The objective is to present a conceptual framework that describes community literacy, its alignment with health literacy, and its relationship to concepts of community engaged healthcare.
Community literacy aims to integrate community knowledge, skills and resources into the design, delivery and adaptation of healthcare policies, and services at regional and local levels, with the provision of primary, secondary, and tertiary healthcare that aligns to individual community contexts. A set of principles is proposed to support the development of community literacy. Three levels of community literacy education for health personnel have been described that align with those applied to health literacy for consumers. It is proposed that community literacy education can facilitate transformational community engagement. Skills acquired by health personnel from senior executives to frontline clinical staff, can also lead to enhanced opportunities to promote health literacy for individuals.
The integration of health and community literacy provides a holistic framework that has the potential to effectively respond to the diversity of rural and remote Australian communities and their healthcare needs and expectations. Further research is required to develop, validate, and evaluate the three levels of community literacy education and alignment to health policy, prior to promoting its uptake more widely.

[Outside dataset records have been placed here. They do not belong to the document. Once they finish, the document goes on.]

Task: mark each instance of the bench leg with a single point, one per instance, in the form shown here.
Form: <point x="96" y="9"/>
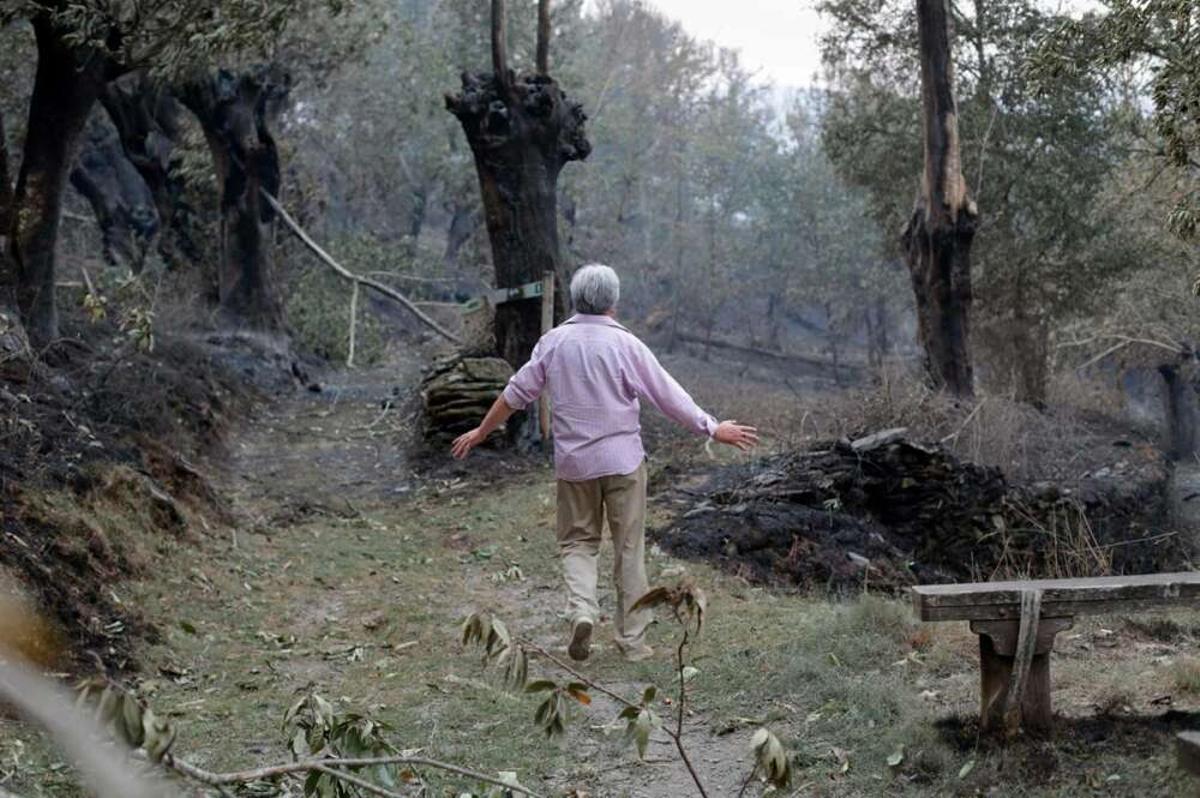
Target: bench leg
<point x="997" y="643"/>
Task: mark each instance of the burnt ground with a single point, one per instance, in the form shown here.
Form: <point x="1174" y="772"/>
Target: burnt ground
<point x="837" y="515"/>
<point x="341" y="581"/>
<point x="99" y="471"/>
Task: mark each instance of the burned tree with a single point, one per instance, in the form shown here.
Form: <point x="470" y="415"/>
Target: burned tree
<point x="120" y="199"/>
<point x="65" y="89"/>
<point x="5" y="181"/>
<point x="147" y="117"/>
<point x="237" y="112"/>
<point x="937" y="237"/>
<point x="522" y="131"/>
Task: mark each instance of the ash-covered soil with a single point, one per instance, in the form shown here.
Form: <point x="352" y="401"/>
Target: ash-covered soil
<point x="885" y="511"/>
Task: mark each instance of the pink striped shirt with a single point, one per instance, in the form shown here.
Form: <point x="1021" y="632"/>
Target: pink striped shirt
<point x="595" y="371"/>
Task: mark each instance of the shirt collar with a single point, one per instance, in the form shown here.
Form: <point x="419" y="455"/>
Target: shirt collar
<point x="595" y="318"/>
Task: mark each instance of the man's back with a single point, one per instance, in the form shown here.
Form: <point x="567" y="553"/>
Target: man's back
<point x="595" y="371"/>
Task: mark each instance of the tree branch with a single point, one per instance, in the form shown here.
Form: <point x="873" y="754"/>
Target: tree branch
<point x="678" y="733"/>
<point x="544" y="37"/>
<point x="391" y="293"/>
<point x="592" y="683"/>
<point x="499" y="43"/>
<point x="329" y="766"/>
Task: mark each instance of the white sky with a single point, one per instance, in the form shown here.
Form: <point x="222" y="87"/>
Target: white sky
<point x="777" y="37"/>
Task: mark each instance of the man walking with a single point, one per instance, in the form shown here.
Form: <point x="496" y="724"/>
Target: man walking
<point x="597" y="371"/>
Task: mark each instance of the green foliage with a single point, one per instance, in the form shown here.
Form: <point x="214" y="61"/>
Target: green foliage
<point x="126" y="717"/>
<point x="1164" y="37"/>
<point x="317" y="731"/>
<point x="172" y="39"/>
<point x="1036" y="157"/>
<point x="318" y="309"/>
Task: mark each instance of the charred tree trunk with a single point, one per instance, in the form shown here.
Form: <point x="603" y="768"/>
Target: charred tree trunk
<point x="463" y="223"/>
<point x="5" y="181"/>
<point x="237" y="112"/>
<point x="64" y="94"/>
<point x="147" y="118"/>
<point x="120" y="199"/>
<point x="937" y="237"/>
<point x="522" y="131"/>
<point x="1182" y="407"/>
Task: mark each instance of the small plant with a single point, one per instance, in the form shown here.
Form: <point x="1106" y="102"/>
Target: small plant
<point x="337" y="755"/>
<point x="317" y="731"/>
<point x="1186" y="675"/>
<point x="688" y="605"/>
<point x="126" y="717"/>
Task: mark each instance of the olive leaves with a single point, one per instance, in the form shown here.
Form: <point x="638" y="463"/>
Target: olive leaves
<point x="501" y="651"/>
<point x="126" y="717"/>
<point x="641" y="721"/>
<point x="316" y="729"/>
<point x="685" y="600"/>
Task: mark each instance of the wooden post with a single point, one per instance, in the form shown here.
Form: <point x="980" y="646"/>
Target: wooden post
<point x="547" y="323"/>
<point x="997" y="661"/>
<point x="354" y="316"/>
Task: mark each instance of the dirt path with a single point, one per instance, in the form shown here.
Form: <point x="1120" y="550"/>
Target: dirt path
<point x="351" y="575"/>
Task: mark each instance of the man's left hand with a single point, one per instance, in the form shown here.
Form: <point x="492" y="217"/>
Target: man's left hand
<point x="466" y="442"/>
<point x="732" y="433"/>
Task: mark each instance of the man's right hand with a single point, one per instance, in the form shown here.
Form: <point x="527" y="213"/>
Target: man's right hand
<point x="466" y="442"/>
<point x="736" y="435"/>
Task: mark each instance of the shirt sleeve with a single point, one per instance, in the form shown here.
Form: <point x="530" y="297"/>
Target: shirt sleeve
<point x="652" y="383"/>
<point x="527" y="384"/>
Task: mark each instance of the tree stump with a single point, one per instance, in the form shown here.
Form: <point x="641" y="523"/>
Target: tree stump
<point x="457" y="393"/>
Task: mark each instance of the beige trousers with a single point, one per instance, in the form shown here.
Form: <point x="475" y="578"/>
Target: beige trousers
<point x="582" y="508"/>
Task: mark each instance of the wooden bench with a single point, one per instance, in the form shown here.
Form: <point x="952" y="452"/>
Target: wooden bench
<point x="1017" y="623"/>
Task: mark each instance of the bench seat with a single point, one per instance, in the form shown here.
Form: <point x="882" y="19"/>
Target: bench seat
<point x="1060" y="598"/>
<point x="1018" y="621"/>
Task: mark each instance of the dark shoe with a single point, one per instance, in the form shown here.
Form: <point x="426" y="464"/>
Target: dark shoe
<point x="581" y="640"/>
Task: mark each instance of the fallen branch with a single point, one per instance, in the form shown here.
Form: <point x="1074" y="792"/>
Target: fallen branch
<point x="342" y="271"/>
<point x="330" y="766"/>
<point x="810" y="360"/>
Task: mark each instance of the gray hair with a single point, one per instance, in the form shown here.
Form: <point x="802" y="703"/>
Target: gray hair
<point x="595" y="289"/>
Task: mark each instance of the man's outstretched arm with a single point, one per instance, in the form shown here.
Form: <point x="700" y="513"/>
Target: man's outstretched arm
<point x="522" y="390"/>
<point x="660" y="389"/>
<point x="497" y="414"/>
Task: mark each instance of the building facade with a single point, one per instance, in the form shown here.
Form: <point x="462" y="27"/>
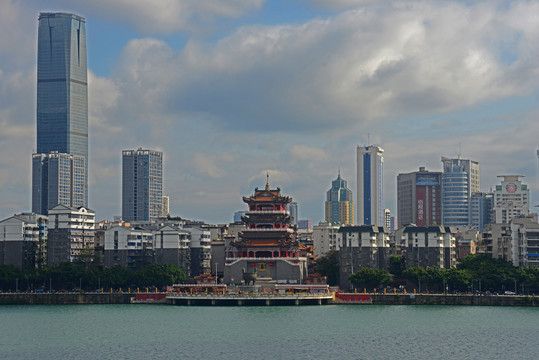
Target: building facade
<point x="339" y="203"/>
<point x="128" y="247"/>
<point x="430" y="246"/>
<point x="142" y="184"/>
<point x="525" y="242"/>
<point x="325" y="238"/>
<point x="370" y="185"/>
<point x="57" y="178"/>
<point x="460" y="179"/>
<point x="419" y="198"/>
<point x="71" y="234"/>
<point x="511" y="199"/>
<point x="365" y="246"/>
<point x="480" y="212"/>
<point x="62" y="88"/>
<point x="23" y="241"/>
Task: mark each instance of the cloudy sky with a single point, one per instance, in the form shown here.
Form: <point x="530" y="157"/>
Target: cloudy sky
<point x="232" y="89"/>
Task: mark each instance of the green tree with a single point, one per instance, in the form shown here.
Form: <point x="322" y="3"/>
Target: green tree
<point x="328" y="265"/>
<point x="370" y="278"/>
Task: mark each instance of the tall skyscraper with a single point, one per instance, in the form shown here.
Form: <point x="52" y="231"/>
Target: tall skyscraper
<point x="370" y="185"/>
<point x="419" y="198"/>
<point x="460" y="179"/>
<point x="339" y="203"/>
<point x="142" y="184"/>
<point x="62" y="90"/>
<point x="57" y="178"/>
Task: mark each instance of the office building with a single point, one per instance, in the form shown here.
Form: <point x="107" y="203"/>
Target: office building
<point x="429" y="246"/>
<point x="365" y="246"/>
<point x="480" y="212"/>
<point x="62" y="92"/>
<point x="419" y="198"/>
<point x="370" y="185"/>
<point x="339" y="203"/>
<point x="460" y="179"/>
<point x="511" y="199"/>
<point x="165" y="209"/>
<point x="71" y="230"/>
<point x="57" y="178"/>
<point x="293" y="210"/>
<point x="142" y="185"/>
<point x="23" y="241"/>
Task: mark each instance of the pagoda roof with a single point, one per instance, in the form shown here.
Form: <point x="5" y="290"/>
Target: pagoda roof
<point x="267" y="195"/>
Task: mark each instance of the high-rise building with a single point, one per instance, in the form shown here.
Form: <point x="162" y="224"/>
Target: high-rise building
<point x="339" y="203"/>
<point x="511" y="199"/>
<point x="480" y="210"/>
<point x="57" y="178"/>
<point x="419" y="198"/>
<point x="62" y="89"/>
<point x="387" y="218"/>
<point x="165" y="210"/>
<point x="370" y="185"/>
<point x="142" y="184"/>
<point x="460" y="179"/>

尽管澳大利亚卫生当局投入了大量资金来改善农村和偏远社区的健康状况,但农村居民仍然面临着医疗保健获取方面的挑战和较差的健康结果。健康素养和社区参与都被认为是解决这些健康不平等问题的关键。然而,目前对健康素养的关注可能会给弱势群体社区的个人带来不必要的医疗保健责任负担,而没有充分考虑到更广泛的社区需求和医疗保健期望。这也可能使社区团结和动员在改善医疗保健方面的影响力边缘化。
本研究旨在提出一个概念框架,描述社区素养,及其与健康素养的一致性,以及与社区参与式医疗保健概念的关系。
社区素养旨在将社区知识、技能和资源整合到医疗保健政策和服务的设计、提供和调整中,以在区域和地方层面提供初级、二级和三级医疗保健,使其与各个社区的背景相适应。提出了一套原则来支持社区素养的发展。描述了针对卫生人员的三个层次的社区素养教育,这些教育与针对消费者的健康素养教育相一致。有人提出,社区素养教育可以促进变革性的社区参与。从高级管理人员到一线临床工作人员的卫生人员所获得的技能,也可以为个人促进健康素养提供更多机会。
将健康素养和社区素养相结合提供了一个整体框架,有可能有效地应对澳大利亚农村和偏远社区及其医疗保健需求和期望的多样性。在更广泛地推广之前,需要进一步研究、验证和评估这三个层次的社区素养教育及其与卫生政策的一致性。